Meta has launched V-JEPA 2, a advanced AI model that can understand and anticipate real-world physical interactions just like human beings. Meta has trained the AI with over one million hours of video.
Meta has launched a new artificial intelligence model called V-JEPA 2, which could reputedly support AI agents better understand and are anticipate the real world – much like how humans look at, think, and plan before taking any action. According to Meta, this new open-source AI model is a big step towards of developing what it calls advanced device intelligence (AMI). AMI is Meta’s vision for the future. It’s an AI model that can not simplest process data however also learn from its surrounding and are expecting how things will change – much like humans do each day.
Meta calls V-JEPA 2 its most experienced world model up to date. V-JEPA 2 stands for Video Joint Embedding Predictive Architecture 2. The model is the main trained on vast amounts of video footage. The corporation explains that by means of watching a large number of videos chips – over one million hours – this AI learnt how people have interaction with objects, how things circulate, and how exceptional actions have an effect on the world round them. And with this training, AI can similarly allow robots and AI systems to expect how objects behave, how environments respond to motion, and how different factors have interaction physically.
“As humans, we have the capability to expecting how the physical world will evolve in response to our actions or the actions of others,” Meta stated in its official blog post. “V-JEPA 2 assist AI agents mimic this intelligence, making them smarter about the physical world.”
Giving an example Meta explains that simply as a person is aware of a tennis ball will fall back down if thrown into the air, V-JEPA 2 can learn this type of common-sense behavior by observing video. This training with video and world understanding more supports AI develop a mental map or understanding of how the physical world works.
What makes Meta’s V-JEPA 2 different?
V-JEPA 2 is a 1.2 billion-parameter model that construct on its predecessor V-JEPA, which Meta disclosed last year. This new generation is said to provide substantial upgrades in understanding, anticipating, and making plans. The corporation emphasizes that, unlike preceding structures, V-JEPA 2 is not simply capable of recognizing pictures or responding to instructions, but it may honestly make predictions. It can look at a situation and estimate what is going to happen next if a positive action is taken. These skills, in keeping with Meta, are crucial for AI to function autonomously in real-world settings. For instance, this could permit a robot to navigate strange terrain or manipulate objects it has never seen earlier before.
Meta disclose that it has also tested this through placing the AI model into robots in its labs.
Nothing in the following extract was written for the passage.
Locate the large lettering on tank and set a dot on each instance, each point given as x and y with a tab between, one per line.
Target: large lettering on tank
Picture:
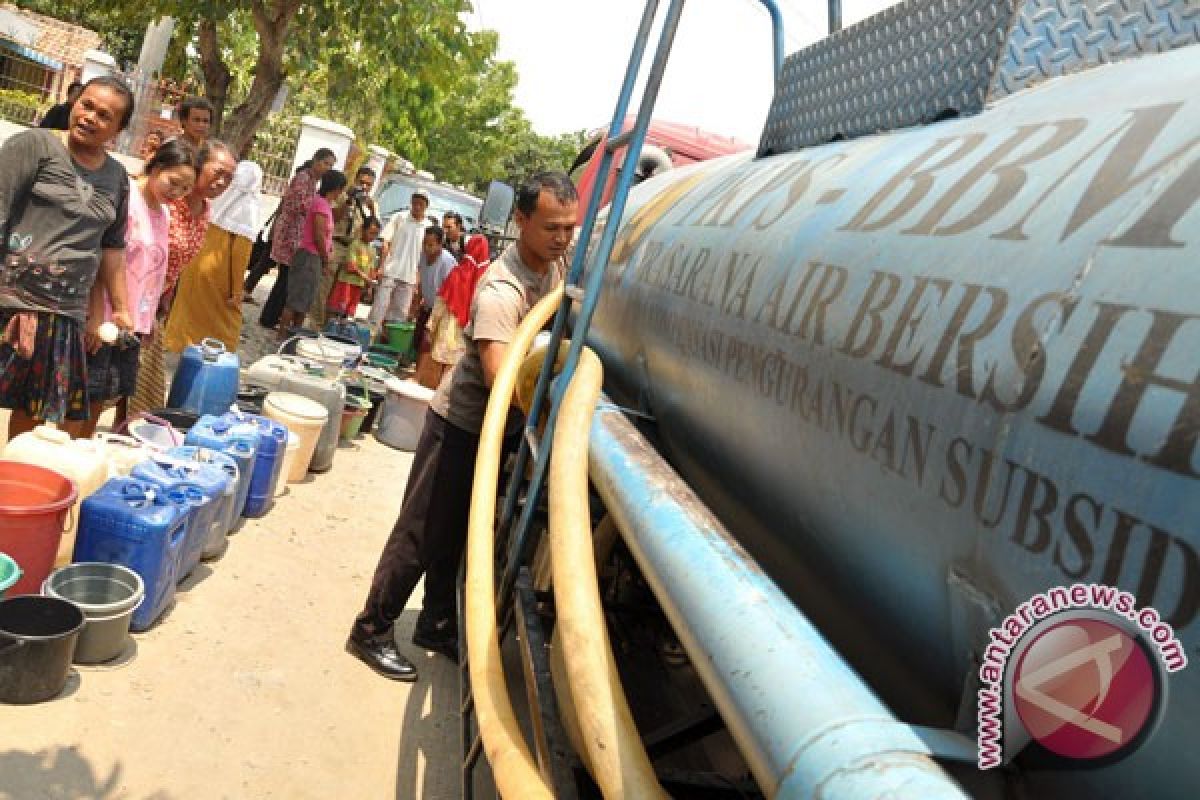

During testing, the corporations claims these robots were able to complete fundamental tasks like choosing up unfamiliar objects and placing them in new spots – even in environments the robot had never seen earlier than. The robotic used the model to plan its next move based on its recent view and a purpose image. It then chose the best action to take, step by step.
In aid of the wider research community, Meta is also releasing three new benchmarks to evaluate how nicely AI models learn and reason from video. These benchmarks goals to standardize the way researchers test world models, presenting a clearer route closer to improving physical reasoning in AI.
“By sharing this work, we aim to give researchers and developers get access to the best model and benchmarks to assist accelerate studies and development – in the end leading to higher and more capable AI systems that will assist enhance people lives,” stated Meta.
Meanwhile, whilst the corporations is recently targeting on short tasks like choosing and setting objects, Meta says it wants to go further – growing models that could plan long-term, break down complicated tasks into smaller steps, and even use senses like touch and sound in the future.